I'm trying to understand here a little bit of plastic analyses,but i can understand in the page of the book bellow,why the work at the plastic hinge is equal to MPx2theta?why MP and not MA?
can someone explain me this with some angle relation or trigonometrics?

the second is why the displacement of the working load is equal to W(L/2xtheta), why this result?

Is the work at the plastic hinge, the external work?
Is the displacement of the working load the internal work?

Thanks.

http://img441.imageshack.us/img441/754/plasticanalysis.png [Broken]

Last edited by a moderator: May 4, 2017
2. Apr 5, 2009

### nvn

em07189: The elastic moment is Ma, if the beam is not yielding. If you continue increasing the applied load, the moment will increase to the plastic moment Mp, when the beam collapses. The work done at the plastic hinge is Mp*2*theta, because a midspan moment Mp rotates through an angle 2*theta, where theta is just an arbitrary rotation angle, shown in the diagram. For a simply-supported beam having an applied midspan point load W, the support reaction force is 0.5*W, located at a distance 0.5*L from the beam midspan. Therefore, the external work done by each support reaction force on the beam midspan is 2(0.5*L)(0.5*W)(theta) = 0.5*W*L*theta. The work of Mp at the plastic hinge is the internal work. The work due to displacement of the applied load W is the external work.

3. Apr 5, 2009

### em07189

HI nvn!

And thanks for you help.

But i'm still not understanding why the work at the plastic hing gives MP*2theta?

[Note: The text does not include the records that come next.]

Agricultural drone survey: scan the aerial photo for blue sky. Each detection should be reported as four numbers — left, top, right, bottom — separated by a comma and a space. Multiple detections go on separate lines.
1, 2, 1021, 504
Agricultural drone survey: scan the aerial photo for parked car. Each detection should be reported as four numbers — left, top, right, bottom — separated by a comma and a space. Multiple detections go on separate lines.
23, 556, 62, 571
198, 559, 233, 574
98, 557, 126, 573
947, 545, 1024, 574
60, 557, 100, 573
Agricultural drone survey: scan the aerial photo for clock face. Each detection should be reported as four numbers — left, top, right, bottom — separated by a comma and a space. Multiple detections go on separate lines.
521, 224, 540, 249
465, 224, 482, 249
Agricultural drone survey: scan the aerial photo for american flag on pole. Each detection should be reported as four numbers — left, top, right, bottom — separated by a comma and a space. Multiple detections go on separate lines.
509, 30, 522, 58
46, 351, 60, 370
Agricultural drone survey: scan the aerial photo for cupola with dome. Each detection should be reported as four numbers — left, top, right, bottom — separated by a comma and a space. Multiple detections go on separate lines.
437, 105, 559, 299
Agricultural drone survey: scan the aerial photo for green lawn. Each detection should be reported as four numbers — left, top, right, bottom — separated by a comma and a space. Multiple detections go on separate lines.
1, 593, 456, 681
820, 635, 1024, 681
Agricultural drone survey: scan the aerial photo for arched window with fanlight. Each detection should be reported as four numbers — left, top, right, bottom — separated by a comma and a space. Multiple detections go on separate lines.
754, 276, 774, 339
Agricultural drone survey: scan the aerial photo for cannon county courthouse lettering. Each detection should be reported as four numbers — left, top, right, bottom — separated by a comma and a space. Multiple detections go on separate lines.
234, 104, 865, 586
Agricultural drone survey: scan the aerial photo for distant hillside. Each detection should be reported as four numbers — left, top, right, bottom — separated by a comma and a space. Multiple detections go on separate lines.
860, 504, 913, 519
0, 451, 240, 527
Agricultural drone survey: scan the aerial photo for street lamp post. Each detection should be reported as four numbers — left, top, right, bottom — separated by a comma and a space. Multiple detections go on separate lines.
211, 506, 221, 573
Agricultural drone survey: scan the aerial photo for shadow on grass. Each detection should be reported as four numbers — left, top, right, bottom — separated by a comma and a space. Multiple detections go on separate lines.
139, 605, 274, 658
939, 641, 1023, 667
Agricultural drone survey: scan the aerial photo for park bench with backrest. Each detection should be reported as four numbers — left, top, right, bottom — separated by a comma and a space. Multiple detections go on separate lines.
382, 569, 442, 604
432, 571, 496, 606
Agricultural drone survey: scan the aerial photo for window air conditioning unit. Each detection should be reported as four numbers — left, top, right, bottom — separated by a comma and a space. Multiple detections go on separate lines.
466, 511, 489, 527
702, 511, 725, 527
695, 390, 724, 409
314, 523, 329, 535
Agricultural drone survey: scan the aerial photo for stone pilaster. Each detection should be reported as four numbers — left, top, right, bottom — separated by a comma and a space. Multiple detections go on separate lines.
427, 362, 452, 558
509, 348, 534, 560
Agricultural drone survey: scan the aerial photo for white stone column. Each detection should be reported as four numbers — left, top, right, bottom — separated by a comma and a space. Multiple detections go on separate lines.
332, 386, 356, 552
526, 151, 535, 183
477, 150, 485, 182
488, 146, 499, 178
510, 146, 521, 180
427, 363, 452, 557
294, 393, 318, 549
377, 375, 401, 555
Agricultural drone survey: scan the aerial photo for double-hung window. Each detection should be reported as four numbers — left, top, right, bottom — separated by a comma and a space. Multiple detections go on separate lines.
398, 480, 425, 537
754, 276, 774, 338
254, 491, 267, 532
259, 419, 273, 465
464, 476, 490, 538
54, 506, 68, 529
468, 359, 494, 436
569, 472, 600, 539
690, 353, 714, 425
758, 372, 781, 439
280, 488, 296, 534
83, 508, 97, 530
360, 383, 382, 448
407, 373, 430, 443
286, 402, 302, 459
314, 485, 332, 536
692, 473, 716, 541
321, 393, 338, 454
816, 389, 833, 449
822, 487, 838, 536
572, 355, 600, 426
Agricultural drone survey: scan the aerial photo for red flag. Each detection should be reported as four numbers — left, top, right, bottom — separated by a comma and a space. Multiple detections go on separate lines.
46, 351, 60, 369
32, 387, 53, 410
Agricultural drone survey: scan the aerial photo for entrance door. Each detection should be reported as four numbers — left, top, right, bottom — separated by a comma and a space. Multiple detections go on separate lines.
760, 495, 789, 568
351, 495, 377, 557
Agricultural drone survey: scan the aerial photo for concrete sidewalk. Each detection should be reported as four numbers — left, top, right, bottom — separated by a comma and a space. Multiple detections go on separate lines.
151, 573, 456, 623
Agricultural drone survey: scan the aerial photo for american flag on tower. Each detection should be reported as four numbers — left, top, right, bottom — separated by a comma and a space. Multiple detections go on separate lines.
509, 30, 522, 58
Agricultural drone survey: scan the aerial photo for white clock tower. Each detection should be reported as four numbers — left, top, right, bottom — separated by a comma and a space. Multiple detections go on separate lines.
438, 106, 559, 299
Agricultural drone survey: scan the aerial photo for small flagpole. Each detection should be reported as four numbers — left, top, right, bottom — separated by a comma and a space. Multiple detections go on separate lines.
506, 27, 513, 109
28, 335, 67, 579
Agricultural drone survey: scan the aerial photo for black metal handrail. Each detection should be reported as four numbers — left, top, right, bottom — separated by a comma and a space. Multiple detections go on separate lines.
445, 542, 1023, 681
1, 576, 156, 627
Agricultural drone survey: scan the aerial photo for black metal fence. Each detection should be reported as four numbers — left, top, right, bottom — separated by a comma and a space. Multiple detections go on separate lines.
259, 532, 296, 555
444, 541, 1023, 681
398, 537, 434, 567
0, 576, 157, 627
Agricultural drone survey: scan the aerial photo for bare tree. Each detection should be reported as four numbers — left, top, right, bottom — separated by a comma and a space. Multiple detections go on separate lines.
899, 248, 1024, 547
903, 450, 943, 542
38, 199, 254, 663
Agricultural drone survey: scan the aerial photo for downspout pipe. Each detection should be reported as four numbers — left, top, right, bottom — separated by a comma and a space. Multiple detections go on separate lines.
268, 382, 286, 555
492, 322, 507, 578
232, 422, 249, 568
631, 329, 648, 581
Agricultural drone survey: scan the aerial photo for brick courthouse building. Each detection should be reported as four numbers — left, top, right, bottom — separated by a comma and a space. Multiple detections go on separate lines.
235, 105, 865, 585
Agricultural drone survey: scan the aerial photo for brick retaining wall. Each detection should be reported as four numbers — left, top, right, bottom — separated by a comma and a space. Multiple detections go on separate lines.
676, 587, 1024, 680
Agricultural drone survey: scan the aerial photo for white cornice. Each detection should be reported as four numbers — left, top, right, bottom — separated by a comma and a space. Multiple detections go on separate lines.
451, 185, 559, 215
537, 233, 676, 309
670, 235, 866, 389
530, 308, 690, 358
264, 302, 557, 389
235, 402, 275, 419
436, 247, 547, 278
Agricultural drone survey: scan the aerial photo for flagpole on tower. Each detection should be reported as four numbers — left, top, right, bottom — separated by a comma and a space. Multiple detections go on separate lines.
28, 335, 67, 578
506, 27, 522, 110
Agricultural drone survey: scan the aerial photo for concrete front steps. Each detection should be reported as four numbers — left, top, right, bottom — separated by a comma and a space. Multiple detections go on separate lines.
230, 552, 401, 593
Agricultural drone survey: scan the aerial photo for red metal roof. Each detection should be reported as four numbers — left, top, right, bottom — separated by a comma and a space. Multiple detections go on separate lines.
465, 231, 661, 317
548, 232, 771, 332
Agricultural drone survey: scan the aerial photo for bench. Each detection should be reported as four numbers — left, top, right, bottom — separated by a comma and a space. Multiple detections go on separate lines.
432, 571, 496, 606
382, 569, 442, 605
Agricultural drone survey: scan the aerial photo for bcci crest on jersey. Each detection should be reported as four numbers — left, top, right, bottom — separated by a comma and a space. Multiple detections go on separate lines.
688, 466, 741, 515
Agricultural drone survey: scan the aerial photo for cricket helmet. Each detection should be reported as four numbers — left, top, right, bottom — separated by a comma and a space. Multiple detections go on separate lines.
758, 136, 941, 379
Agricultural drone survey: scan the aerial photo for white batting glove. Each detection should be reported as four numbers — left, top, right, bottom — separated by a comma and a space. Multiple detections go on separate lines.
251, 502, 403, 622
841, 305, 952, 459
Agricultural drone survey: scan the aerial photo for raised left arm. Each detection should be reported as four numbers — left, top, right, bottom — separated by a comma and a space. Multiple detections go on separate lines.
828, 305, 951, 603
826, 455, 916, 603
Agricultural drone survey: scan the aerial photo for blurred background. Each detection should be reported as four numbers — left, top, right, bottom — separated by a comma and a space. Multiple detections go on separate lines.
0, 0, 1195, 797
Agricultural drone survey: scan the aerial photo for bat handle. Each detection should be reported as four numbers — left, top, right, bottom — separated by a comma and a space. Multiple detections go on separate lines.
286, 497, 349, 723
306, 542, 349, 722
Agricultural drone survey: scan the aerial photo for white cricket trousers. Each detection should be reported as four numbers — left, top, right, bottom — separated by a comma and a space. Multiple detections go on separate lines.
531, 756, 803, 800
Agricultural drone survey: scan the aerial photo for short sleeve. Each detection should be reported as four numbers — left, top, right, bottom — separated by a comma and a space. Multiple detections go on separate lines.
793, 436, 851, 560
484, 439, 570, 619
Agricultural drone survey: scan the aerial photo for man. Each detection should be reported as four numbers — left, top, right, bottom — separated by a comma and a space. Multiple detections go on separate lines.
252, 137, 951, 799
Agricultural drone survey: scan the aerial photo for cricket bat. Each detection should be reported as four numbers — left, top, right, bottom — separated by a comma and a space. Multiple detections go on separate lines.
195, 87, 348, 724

why the workdone at the tree plastic hinges is =MP(theta+2*theta+theta)?

and why work done by the displacement of the load=W/L*L/2*L/2*theta? why this reaults?

thanks again.

4. Apr 5, 2009

### nvn

em07189: Keep in mind, posts 1 and 2, and equations 2.24 and 2.25, refer to a preceding diagram, which you did not post. Only equations 2.26 and 2.27 refer to figure 2.20. Work is defined as a force translating through a distance, or a torque rotating through an angle. For the unshown beam, the beam rotates through two angles theta; therefore, the internal work is Mp*2*theta.

Your last two questions in post 3 refer to figure 2.20. The beam rotates through four angles theta. Therefore, the internal work is Mp*4*theta. I currently don't have an explanation for your last question, because the author does not show his derivation. And the way he has written W is unclear. If the uniform load were w, having units of force per unit length, then equation 2.27 would be Mp = w*(L^2)/16, which is the correct answer. If W = w*L, then this becomes Mp = W*L/16. But I currently don't have an explanation for equation 2.26.b.